Il generale che ha raccontato la storia del giuramento non ha omesso il nome del tenente per nascondere qualcosa, ma perché non lo conosceva davvero. Anche se lo avesse saputo e lo avesse detto, noi non lo avremmo scritto.
Dopo quelle insinuazioni, abbiamo indagato e abbiamo appreso che questo tenente è andato in pensione di sua spontanea volontà, non perché fosse un “membro del FETÖ”, ma perché ha subito ingiustizie sia durante il periodo del “FETÖ” che negli anni successivi.
Non uno, ma due tenenti lo hanno scritto
Diamo altre due informazioni storiche.
Primo: nel 1995 quel giuramento non è stato scritto da un solo tenente, ma da due insieme. Per chi tra i sostenitori del governo fosse curioso, specifichiamo: anche il secondo tenente non è un “membro del FETÖ” o altro, anche lui è andato in pensione di sua spontanea volontà.

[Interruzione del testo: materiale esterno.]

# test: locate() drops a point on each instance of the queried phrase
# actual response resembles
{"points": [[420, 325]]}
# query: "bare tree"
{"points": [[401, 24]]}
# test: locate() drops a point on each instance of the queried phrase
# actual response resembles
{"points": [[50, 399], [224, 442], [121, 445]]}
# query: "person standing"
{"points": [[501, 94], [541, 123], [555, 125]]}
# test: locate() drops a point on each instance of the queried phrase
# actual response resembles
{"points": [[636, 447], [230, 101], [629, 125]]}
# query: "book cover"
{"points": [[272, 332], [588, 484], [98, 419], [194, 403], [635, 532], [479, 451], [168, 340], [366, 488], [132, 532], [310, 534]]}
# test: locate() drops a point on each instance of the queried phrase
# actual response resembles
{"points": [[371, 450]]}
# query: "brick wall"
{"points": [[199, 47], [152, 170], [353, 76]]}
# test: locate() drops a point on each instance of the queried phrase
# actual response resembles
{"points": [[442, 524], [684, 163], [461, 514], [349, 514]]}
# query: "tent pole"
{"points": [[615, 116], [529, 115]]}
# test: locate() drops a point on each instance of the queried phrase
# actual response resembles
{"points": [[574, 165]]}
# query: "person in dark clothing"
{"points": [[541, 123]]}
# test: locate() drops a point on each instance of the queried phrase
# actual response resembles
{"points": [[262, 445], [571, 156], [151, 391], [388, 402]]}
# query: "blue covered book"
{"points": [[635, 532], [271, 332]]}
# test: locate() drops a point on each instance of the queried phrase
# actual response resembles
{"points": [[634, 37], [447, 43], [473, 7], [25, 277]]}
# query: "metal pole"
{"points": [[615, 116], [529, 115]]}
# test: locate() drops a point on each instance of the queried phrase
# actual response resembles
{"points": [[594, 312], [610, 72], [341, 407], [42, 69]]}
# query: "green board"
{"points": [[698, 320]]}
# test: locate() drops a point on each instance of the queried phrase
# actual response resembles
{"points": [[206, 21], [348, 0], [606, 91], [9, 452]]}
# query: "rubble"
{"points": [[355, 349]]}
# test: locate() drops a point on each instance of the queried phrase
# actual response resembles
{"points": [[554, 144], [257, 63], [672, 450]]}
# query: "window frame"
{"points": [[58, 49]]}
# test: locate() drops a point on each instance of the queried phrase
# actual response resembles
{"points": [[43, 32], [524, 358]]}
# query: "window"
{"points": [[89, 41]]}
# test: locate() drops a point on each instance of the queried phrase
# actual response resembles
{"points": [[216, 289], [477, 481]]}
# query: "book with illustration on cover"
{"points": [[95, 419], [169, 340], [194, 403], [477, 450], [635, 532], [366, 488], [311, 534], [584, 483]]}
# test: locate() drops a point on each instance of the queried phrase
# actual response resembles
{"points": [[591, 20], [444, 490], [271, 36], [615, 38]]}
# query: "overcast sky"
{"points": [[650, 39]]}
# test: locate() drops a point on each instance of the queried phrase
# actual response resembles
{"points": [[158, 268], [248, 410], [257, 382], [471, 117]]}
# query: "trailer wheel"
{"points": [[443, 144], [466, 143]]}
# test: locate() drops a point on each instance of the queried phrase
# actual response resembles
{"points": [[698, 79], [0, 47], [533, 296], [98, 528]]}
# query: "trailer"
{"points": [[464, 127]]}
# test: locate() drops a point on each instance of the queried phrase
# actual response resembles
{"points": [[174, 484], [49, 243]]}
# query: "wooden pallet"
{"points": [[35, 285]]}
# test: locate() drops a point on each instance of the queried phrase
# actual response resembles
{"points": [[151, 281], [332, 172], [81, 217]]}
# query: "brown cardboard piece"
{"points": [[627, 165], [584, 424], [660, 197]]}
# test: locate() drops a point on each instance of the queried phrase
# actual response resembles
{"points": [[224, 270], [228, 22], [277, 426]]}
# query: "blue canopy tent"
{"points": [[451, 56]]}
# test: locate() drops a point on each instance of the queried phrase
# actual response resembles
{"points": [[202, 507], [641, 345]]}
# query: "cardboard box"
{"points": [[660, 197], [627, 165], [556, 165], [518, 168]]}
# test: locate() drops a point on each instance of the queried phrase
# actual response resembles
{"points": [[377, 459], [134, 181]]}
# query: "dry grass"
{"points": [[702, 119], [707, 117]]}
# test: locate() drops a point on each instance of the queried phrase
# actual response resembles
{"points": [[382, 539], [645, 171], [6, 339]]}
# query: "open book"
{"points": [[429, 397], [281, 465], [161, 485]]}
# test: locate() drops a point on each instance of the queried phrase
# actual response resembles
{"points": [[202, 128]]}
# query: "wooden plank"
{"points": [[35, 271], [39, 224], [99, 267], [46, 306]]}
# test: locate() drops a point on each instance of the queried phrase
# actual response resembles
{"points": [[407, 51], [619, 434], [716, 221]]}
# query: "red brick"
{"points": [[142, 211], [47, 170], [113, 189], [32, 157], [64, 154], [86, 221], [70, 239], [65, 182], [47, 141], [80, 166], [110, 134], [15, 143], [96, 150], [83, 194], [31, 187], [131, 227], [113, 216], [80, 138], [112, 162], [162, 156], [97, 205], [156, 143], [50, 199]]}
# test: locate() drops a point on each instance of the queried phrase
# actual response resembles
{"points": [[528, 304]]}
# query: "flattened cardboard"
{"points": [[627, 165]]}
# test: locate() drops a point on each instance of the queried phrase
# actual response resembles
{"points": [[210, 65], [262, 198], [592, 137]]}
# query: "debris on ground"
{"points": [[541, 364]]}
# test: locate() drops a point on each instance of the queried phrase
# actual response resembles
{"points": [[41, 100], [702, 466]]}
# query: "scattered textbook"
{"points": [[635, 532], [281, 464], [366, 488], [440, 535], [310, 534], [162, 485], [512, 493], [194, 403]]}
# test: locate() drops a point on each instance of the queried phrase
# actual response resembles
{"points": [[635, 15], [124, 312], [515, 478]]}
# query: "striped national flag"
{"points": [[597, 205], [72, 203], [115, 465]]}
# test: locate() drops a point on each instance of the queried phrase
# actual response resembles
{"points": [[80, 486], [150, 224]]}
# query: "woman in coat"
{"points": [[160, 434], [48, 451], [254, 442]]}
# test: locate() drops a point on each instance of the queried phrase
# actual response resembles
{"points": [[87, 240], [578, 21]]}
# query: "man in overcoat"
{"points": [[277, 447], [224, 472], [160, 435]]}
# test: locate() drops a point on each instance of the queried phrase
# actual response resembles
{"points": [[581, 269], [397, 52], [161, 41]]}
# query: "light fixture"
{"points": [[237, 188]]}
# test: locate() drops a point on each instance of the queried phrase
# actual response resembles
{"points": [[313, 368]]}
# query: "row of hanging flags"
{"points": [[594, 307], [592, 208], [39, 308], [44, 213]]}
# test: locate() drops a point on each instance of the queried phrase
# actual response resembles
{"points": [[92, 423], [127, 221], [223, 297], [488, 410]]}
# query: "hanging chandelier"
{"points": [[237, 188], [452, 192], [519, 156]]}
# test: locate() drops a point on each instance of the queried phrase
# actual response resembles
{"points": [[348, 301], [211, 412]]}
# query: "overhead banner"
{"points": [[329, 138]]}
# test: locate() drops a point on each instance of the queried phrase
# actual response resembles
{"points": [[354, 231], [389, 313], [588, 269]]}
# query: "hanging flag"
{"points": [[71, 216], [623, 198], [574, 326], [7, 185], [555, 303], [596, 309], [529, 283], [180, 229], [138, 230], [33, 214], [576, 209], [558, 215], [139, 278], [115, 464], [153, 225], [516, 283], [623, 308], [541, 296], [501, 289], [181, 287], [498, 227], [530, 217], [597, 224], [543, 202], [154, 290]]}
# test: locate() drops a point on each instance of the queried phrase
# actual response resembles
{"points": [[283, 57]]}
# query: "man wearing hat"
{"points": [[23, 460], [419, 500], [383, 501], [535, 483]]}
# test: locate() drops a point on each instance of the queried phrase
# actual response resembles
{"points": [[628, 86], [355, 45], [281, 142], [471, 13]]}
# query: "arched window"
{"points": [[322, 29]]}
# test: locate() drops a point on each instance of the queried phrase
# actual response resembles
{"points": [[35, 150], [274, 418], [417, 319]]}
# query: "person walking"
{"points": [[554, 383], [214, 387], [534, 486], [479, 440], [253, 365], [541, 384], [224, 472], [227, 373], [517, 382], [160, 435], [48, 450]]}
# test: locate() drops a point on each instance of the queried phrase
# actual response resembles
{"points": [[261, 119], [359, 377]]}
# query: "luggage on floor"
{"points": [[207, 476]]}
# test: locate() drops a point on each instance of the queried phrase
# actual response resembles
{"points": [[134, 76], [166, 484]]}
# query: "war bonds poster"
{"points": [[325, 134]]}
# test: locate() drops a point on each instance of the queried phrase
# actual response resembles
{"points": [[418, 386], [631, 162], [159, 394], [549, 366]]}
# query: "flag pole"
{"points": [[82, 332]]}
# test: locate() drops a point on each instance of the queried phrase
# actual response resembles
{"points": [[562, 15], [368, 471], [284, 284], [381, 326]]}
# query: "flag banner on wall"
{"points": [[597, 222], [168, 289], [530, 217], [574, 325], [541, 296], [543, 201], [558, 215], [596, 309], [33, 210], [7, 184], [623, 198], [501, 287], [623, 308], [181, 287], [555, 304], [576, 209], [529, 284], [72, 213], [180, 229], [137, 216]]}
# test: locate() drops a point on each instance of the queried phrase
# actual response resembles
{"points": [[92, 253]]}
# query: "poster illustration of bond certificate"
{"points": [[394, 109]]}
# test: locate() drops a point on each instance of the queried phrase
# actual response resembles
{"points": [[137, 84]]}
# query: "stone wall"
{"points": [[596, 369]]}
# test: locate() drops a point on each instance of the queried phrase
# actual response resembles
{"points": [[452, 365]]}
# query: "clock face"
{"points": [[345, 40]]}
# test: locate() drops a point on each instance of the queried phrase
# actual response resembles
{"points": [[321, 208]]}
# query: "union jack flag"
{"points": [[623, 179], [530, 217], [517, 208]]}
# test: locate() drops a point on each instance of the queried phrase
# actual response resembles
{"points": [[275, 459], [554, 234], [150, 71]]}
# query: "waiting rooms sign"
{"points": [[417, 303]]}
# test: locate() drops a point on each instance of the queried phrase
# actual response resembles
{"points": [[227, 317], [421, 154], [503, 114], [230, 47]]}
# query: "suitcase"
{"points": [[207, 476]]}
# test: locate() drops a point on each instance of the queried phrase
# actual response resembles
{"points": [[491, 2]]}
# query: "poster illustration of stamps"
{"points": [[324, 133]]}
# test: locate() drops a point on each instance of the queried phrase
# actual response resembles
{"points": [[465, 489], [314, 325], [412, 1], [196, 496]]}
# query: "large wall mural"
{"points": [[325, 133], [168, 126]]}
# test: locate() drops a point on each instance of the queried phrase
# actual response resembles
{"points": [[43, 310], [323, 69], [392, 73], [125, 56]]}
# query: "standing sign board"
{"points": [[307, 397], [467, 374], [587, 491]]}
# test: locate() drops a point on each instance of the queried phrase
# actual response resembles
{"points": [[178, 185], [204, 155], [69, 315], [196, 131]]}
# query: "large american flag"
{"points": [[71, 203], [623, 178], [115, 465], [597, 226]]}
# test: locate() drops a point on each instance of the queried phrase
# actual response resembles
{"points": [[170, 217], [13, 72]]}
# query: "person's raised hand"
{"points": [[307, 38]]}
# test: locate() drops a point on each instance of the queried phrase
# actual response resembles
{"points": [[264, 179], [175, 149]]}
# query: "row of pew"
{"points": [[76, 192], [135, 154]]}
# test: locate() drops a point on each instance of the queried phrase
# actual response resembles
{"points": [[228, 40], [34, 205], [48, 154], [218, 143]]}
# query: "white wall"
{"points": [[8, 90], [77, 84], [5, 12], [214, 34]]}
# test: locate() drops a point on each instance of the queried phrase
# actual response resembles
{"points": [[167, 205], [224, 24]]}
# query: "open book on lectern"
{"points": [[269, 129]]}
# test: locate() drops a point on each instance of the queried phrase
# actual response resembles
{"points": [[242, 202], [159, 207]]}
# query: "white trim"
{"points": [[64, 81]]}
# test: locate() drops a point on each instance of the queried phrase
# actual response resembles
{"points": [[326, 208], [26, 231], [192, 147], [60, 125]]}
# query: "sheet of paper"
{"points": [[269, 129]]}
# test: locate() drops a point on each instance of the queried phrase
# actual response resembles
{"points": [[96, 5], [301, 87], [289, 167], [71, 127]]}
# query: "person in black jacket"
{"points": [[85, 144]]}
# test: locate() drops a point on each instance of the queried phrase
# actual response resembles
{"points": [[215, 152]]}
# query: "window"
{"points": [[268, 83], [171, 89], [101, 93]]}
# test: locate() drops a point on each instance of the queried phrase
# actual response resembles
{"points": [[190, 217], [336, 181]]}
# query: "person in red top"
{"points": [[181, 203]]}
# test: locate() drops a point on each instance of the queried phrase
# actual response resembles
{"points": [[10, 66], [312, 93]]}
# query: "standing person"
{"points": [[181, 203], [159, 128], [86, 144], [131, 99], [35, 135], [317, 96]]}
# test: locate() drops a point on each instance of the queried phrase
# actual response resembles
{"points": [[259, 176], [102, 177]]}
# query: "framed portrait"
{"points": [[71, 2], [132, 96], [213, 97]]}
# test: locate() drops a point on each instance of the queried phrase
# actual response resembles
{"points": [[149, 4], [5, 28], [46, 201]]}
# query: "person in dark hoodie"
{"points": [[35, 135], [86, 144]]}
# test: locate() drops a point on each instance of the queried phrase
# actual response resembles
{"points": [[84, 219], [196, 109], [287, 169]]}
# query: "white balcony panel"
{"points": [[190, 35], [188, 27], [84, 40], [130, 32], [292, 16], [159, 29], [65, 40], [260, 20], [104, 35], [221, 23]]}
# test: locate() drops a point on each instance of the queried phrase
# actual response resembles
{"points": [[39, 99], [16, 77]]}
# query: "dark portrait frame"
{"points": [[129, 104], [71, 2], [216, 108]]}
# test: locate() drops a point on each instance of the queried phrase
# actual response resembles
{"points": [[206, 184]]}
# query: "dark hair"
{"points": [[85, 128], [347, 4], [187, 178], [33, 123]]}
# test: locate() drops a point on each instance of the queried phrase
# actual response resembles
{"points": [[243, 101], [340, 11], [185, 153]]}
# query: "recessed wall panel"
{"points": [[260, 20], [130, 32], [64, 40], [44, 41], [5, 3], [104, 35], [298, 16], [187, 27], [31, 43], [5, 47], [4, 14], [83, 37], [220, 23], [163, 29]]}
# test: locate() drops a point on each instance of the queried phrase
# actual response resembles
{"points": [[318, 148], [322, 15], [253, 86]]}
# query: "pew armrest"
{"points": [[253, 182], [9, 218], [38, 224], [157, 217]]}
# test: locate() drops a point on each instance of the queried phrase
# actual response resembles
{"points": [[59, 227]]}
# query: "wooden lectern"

Secondo: la versione originale del giuramento redatto da questi due tenenti era la seguente:
“Giuriamo che; contro le mani che si allungheranno verso l'indipendenza della Repubblica di Turchia laica e democratica, verso l'integrità indivisibile del Paese, verso l'onore e la dignità della nobile nazione turca, verso ogni centimetro di terra della cara patria, ci troveranno davanti e le nostre spade saranno sempre affilate e pronte. Noi siamo i figli del futuro turco. Siamo nati con onore, vivremo con onore e moriremo con onore. Il nostro sangue e la nostra vita siano sacrificati per questa patria paradisiaca.”
Negli anni successivi è stata apportata una piccola modifica e, al posto della frase “Il nostro sangue e la nostra vita siano sacrificati per questa patria paradisiaca”, è stata inserita la frase di Atatürk “Quanto è felice chi dice di essere turco”.
Per arrivare al punto; chiunque apra bocca sottolinea di non avere alcun problema con Atatürk... I loro sentimenti riguardo alla frase “Quanto è felice chi dice di essere turco” sono noti; ma dato che tutte le espressioni contenute nel giuramento sono presenti nella Costituzione, immagino che non abbiano problemi nemmeno con quelle...
L'unica giustificazione che sono riusciti a trovare è che si tratti di un “giuramento pirata”... Ma esiste un giuramento pirata che viene recitato da quasi 30 anni?!
Smettetela di giustiziare i tenenti e spiegate innanzitutto per quale motivo quel giuramento sia stato abolito, così che anche noi possiamo conoscere la vera ragione di questo disagio, va bene?!
Quanto è felice chi dice di essere turco.